Offer fewer tiers of web design services & packages

It’s super common for new designers to create a whole bunch of different packages ranging from basic site refreshes or simple page redesigns…

All the way up to full blown custom websites, complete with blog and e-commerce features!

Some will even list hourly support or designer day rates on top of their actual web design packages.

So their services page ends up being a mile long.

I think the reason this is so common is honestly due to a bit of a scarcity mentality that new designers face.

We subconsciously believe that in order to become fully booked and profitable in our business, that we can’t afford to turn away a single client.

So we create all the different packages and at all the different price points that anyone visiting our site could possibly ever need.

But there’s something I want you to know about building a profitable web design business…

And that is that you do not have to find a way to serve everyone who wants to work with you.

In fact, the most successful designers tend to have just 1-2 signature services they offer.

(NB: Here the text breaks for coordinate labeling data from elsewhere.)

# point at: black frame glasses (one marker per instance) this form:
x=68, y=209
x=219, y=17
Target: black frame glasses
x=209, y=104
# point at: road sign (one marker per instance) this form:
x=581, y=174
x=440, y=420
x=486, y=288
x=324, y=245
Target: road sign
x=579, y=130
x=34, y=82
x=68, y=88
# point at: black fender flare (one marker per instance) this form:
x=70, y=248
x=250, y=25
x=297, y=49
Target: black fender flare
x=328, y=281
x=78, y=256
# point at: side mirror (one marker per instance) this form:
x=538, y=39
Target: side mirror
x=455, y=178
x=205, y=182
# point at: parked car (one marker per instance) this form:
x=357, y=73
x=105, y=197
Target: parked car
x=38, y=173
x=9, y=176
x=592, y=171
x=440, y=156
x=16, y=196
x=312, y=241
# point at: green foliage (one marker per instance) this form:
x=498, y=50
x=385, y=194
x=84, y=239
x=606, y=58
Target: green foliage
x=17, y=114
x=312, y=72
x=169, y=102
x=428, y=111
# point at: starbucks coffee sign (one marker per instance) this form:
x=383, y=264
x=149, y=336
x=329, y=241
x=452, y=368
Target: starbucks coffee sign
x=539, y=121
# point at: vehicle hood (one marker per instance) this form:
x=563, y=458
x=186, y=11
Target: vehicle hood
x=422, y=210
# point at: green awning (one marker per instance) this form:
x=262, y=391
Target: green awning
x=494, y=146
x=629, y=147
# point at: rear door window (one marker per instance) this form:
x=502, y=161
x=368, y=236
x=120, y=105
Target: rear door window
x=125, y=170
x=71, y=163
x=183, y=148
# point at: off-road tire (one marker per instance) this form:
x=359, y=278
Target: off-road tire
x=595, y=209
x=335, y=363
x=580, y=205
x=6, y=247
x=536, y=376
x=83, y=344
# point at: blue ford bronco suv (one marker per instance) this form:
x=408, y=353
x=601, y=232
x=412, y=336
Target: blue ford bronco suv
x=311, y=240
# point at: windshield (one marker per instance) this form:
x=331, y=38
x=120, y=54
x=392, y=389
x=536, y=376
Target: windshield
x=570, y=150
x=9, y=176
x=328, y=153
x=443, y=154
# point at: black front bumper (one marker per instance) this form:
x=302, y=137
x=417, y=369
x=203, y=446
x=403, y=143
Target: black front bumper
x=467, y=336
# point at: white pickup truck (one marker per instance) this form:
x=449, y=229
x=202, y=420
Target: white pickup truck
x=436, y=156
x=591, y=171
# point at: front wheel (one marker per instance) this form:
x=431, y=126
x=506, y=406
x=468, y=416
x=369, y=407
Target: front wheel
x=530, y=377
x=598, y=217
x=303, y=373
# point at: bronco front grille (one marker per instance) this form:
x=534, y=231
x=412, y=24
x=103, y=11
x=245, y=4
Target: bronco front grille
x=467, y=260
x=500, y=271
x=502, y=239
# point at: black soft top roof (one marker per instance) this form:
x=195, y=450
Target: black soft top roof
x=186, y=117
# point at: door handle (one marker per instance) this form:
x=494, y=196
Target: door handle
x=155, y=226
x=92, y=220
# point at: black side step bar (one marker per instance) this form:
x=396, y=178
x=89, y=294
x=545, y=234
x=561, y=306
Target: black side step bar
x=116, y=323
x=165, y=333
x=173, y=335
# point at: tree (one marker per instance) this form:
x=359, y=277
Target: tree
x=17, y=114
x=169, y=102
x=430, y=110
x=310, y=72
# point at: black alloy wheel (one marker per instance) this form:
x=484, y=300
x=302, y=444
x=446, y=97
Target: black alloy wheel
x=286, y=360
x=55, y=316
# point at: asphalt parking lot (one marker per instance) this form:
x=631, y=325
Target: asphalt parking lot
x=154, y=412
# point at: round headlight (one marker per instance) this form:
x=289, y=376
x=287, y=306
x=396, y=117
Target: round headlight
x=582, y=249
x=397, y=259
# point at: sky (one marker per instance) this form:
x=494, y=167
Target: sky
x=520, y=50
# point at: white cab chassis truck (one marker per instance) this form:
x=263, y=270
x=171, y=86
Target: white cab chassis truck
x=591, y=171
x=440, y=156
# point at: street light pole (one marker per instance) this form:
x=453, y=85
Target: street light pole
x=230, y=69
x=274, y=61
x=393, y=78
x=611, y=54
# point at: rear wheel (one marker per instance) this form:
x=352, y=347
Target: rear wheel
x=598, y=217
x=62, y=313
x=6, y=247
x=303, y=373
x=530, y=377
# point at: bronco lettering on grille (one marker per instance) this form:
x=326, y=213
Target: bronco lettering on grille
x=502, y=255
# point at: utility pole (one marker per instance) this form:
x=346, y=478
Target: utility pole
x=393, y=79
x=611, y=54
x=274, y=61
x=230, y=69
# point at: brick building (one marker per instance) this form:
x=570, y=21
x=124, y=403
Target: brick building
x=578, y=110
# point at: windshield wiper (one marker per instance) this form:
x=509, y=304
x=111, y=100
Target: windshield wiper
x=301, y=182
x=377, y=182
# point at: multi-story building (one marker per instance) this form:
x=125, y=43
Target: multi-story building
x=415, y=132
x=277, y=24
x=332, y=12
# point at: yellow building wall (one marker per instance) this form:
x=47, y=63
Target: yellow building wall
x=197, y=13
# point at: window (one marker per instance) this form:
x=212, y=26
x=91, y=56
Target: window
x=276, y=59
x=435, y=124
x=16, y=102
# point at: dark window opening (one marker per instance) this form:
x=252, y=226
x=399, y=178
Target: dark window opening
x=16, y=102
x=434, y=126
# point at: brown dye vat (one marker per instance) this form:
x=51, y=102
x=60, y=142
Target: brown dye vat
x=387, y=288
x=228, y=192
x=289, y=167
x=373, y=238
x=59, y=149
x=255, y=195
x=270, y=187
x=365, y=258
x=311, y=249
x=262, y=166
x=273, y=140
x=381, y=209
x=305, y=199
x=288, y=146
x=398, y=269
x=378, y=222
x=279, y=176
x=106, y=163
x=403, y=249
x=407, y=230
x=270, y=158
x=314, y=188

So rather than having random months where they are earning way less because all their clients that month ended up going with their cheapest package…

They’ve now made it so that pretty much the only way to work with them is to book them for their premium service.

It sounds scary to turn away people who love your work, and are just trying to give you their money…

But streamlining your offerings means you’ll be able to pretty much predict your income for the entire year, based on the price of your 1-2 offerings, and how many projects you can reasonably fit in.

It will make pricing your services soooo much easier, and it will also allow you to really hone in on your messaging and get hyper focused on the exact person you are hoping to attract every time you show up online to market your business.

Which actually brings me to my next tip for earning consistent income as a web designer…

Tip #2

Don’t neglect long-term marketing in your search for paying clients now

If you are currently having to go out and personally track down each new client every single time you wrap up a new project, then that’s a whole lot of time you could have been spending on other things in your business.

This is ok when you are first starting out, but you really don’t want to stay stuck in this rinse-and-repeat pattern of coming to the end of a project and having to put everything else on hold while you hand-search for someone to hire you.

The only way to set your business up to where your ideal clients find you, instead of you having to always find them, is to start focusing on more long-term marketing strategies in your business.

This can feel scary, because it feels like a huge time investment for something that legit could take months to even start working.

And last time you checked, you needed paying clients…like, yesterday.

But unless you want to be stuck on the client finding hamster wheel 6 months to a year from now, you really do need to get the long-term marketing ball rolling today.

Yes, it takes time, but if you do it right and with consistency, soon you’ll start to notice a shift in your business.

Slowly but surely you’ll see more and more client inquiries landing in your inbox, without you actually having to go out and find them.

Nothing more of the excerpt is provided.